Overall Explanation

Overview

Image Recognition, in the context of computer vision, is the computer’s ability to recognize and identify an object through an image, a video or a live camera.

This allows us to solve many real world problems from governments detecting criminal amongst crowd, phone locking systems, self-driving cars and so on.

Similar to our googlenet example we can detect 1000 different objects from animals to house hold items.

AlexNet

What is GoogleNet?

Alex net is an artificial intelligence model that was developed and designed by Alex Krizhevsky in collaboration with Ilya Sutskever and Geoffrey Hinton. It adopts Convolutional Neural Network (CNN) to process the image.

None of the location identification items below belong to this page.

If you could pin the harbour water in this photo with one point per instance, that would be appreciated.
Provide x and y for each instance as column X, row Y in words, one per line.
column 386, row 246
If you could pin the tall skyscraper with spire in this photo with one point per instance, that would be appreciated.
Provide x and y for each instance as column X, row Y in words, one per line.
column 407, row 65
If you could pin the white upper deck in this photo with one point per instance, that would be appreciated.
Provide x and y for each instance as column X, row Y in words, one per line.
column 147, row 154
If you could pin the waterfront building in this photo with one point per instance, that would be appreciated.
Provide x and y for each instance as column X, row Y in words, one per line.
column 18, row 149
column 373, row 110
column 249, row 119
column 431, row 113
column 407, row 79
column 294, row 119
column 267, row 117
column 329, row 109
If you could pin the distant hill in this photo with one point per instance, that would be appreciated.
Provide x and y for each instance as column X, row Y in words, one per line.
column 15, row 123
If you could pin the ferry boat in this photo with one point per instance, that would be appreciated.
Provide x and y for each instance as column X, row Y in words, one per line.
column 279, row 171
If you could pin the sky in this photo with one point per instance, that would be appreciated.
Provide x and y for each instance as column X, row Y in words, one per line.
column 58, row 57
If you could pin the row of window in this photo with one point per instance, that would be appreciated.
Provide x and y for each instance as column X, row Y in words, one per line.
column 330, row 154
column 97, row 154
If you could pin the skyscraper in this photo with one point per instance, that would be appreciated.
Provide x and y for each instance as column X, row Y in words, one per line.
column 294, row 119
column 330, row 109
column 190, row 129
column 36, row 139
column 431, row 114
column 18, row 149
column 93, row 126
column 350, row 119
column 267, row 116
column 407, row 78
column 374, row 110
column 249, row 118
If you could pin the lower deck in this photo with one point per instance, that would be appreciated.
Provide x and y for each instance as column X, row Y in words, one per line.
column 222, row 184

When we look at a picture, each of our neurons takes a part of the image that we saw. When those neurons connect with each other, a image is processed within our brain.

CNN tries to replicate our brain, by having layers that processes simple parts of the image such as lines, and curves and combining the layers to process more complicated patters such as faces, objects and so on.

The AlexNet stacks and processes these CNN layers to create a neural network model that can identify faces, objects and others in a detailed and accurate way.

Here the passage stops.